PEOPLE across northern England fled in panic last night claiming the 'cloud gods were shooting darts of angry fire across the sky'.
'Thor and Jesus are clearly not happy.' Emergency services from Carlisle to Middlesbrough were stretched to breaking point as thousands of soot-smeared villagers used their 'sorcerer's talking boxes' to phone the fire brigade. But the exhausted crews were unable to keep up with demand as they dashed across the region, directing their hoses upwards in a bid to stop the clouds from bursting into flames. A Home Office spokesman said: "Their natural reaction is to phone 999 as most Northerners believe the sky to be no more than 30ft high."You would think that the firemen would tell them not to worry, but of course northern firemen are still Northerners."

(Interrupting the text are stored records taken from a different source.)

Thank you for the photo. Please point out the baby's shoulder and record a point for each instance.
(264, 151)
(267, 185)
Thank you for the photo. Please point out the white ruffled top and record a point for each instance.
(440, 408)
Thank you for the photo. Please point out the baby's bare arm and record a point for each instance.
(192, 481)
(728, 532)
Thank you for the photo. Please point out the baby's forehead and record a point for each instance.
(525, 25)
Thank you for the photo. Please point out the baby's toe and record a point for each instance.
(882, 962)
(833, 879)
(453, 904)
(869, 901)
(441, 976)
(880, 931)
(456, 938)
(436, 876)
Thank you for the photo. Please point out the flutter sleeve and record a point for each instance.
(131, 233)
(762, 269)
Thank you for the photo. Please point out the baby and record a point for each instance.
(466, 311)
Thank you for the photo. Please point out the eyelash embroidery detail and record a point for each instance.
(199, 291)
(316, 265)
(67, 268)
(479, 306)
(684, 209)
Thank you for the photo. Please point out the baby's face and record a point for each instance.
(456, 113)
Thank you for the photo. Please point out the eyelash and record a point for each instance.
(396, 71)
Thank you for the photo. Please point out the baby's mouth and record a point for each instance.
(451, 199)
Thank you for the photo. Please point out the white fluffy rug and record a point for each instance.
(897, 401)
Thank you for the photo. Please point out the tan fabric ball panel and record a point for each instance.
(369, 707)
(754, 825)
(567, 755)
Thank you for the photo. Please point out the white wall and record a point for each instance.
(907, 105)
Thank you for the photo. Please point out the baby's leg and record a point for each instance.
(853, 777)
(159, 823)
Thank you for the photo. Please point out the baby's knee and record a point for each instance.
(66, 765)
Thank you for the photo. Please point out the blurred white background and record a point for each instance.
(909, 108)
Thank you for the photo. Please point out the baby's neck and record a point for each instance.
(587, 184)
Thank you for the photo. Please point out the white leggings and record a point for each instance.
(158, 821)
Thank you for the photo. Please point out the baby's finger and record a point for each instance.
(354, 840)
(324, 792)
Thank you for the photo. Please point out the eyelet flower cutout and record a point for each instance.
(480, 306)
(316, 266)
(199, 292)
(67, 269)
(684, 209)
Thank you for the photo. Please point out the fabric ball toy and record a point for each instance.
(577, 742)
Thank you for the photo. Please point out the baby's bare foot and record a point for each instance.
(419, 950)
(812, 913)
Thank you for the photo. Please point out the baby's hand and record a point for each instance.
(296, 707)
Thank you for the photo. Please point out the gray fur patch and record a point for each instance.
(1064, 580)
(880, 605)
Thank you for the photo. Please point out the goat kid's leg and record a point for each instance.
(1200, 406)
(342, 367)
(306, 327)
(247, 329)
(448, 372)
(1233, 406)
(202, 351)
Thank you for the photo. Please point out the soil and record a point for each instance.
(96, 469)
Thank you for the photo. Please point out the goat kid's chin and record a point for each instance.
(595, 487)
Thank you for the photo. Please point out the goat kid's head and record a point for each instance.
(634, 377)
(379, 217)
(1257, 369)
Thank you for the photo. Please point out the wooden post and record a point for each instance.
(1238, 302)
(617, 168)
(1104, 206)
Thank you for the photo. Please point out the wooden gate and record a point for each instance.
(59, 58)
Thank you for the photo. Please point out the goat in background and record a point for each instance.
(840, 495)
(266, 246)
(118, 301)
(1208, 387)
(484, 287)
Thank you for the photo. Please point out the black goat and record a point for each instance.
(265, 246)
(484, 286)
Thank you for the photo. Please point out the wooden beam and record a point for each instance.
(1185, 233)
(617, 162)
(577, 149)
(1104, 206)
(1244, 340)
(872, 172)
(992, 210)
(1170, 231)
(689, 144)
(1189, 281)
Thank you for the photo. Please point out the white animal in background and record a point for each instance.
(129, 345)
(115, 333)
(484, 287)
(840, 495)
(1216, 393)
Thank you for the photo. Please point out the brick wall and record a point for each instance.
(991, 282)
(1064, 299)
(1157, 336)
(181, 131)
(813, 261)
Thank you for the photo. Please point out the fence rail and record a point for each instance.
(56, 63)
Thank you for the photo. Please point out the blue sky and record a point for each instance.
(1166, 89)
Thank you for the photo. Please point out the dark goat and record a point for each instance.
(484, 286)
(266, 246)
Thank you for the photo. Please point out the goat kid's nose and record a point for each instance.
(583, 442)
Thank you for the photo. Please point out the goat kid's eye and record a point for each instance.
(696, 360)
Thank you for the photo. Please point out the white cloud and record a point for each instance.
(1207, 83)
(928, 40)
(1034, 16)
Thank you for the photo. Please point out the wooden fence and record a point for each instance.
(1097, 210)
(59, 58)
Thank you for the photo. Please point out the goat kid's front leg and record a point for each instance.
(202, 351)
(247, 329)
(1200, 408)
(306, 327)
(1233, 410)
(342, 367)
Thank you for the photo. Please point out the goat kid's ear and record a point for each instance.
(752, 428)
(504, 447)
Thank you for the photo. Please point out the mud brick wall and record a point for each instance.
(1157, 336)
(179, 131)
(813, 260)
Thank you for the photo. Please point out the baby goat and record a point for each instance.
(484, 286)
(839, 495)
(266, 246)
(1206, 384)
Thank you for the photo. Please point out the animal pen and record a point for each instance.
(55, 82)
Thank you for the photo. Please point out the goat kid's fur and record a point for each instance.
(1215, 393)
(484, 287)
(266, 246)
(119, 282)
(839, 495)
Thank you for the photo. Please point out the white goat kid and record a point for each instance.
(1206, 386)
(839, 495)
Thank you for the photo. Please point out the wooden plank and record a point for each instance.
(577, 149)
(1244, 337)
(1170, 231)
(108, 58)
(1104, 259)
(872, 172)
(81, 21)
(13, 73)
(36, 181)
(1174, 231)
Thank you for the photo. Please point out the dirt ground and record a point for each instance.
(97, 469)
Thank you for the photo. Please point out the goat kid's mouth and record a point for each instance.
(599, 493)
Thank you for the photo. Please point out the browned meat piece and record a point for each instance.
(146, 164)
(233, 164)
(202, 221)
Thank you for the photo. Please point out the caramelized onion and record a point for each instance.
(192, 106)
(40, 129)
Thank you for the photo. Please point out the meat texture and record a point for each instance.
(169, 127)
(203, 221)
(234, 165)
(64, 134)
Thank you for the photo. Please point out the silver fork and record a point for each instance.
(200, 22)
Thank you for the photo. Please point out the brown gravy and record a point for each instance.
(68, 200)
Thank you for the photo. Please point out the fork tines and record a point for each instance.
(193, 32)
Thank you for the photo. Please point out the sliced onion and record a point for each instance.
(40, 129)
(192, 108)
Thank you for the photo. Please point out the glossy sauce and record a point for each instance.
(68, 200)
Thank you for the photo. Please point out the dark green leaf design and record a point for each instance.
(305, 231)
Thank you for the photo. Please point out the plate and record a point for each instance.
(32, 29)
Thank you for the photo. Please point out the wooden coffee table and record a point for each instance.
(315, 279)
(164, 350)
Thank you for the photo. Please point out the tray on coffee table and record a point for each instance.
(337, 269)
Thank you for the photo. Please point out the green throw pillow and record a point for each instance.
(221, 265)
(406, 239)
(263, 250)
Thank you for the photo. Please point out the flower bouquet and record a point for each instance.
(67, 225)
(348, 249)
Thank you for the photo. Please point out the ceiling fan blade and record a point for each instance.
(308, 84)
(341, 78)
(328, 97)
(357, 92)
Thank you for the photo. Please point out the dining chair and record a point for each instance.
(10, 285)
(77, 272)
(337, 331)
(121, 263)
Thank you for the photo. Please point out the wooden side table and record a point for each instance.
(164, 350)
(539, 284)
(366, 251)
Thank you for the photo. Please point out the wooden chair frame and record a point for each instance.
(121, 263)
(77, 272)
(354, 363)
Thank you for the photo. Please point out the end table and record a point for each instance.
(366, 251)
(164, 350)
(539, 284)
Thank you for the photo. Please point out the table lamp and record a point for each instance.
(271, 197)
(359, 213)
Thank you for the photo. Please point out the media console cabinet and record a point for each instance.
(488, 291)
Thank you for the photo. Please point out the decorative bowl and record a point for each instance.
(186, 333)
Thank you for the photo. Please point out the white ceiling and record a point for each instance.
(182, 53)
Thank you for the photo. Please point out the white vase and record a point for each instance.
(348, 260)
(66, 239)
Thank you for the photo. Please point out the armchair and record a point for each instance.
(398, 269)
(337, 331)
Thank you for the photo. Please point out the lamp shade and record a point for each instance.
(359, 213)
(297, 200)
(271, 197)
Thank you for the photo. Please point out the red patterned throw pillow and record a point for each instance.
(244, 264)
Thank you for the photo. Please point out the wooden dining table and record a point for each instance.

Meanwhile, south of Peterborough, the phenomenon was attributed to the Perseid meteor shower. Cambridge astronomer Tom Logan said: "It is an annual astronomical event caused by debris from the Swift-Tuttle comet disintegrating in the upper reaches of the Earth's atmosphere. But of course to a Northerner, I may as well have said all that in Mandarin Chinese." He added: "They're really just children. Unfortunately they're also huge, drunk children who will fling an old woman onto a bonfire if they think her cat is up to no good."
Stephen Malley, the deputy leader of Northallerton District Council, said: "The gods have tested us tonight, but I am glad to say our brave firemen were up to the task and the sky remains intact." However, it is clear that we have angered our invisible cloud masters and they must now be appeased with an extended period of sacrificial blood letting. I suggest we start with the poofters."